Canada’s Defence Minister Peter MacKay said, "This inaugural trilateral defence meeting formalized and strengthened the necessary co-operation between our three countries."
MacKay’s counterparts at the meeting included U.S. Defence Secretary Leon Panetta, Gen. Guillermo Galvan Galvan, Mexican secretary of national defence, and Admiral Mariano Francisco Saynez Mendoza, Mexican secretary of the navy.
Galvan told his counterparts the drug war had cost Mexico 150,000 of its citizens and warned the cartels have ties to Canada and the United States.
Panetta said after the meeting that drug trafficking and the violent cartels it funds are among the most serious threats confronting North, Central and South America. "I think all of us realize this threat to North America, this threat to our security, this threat to our people."
MacKay said, "If it’s a problem for Mexico, it’s a problem for Canada."
Shared military intelligence, including interdicting drugs at sea, was one of the strategies discussed to combat the illicit trade, MacKay said.
"One of the biggest and most challenging threats is movement on the water," said MacKay. "The sheer volume of containers, for example, that come into North America from sources all around the world and the screening of the containers that often contain illicit materials including drugs."

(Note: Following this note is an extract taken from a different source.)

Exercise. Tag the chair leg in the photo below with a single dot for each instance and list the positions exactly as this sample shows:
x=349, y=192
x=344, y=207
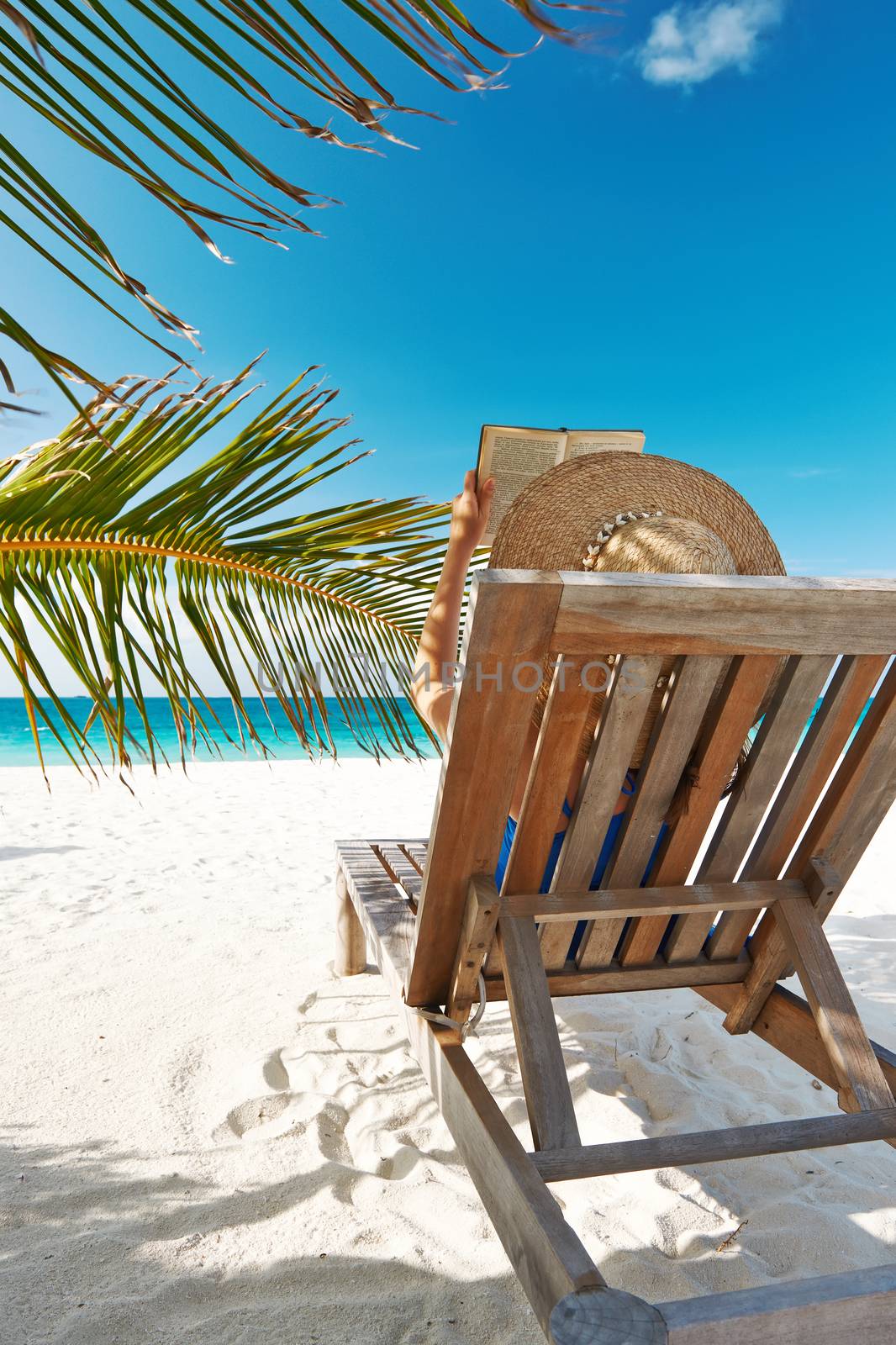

MacKay said that the use of more high-tech equipment to examine containers and other surveillance were examples of the type of co-operation that might occur under new agreements.
The representatives said their meeting had established a framework to pursue co-operation that would include:
- Developing a joint defence threat assessment for North America.
- Improving support to civilian public security agencies in countering illicit activities such as narcotics trafficking.
- Increasing the speed and efficiency with which armed forces support civilian-led responses to disasters.
- Continuing to work together to strengthen hemispheric defence forums.
The results of the trilateral meeting will be passed along to leaders ahead of the North American Leaders' Summit, which will take place April 2, 2012.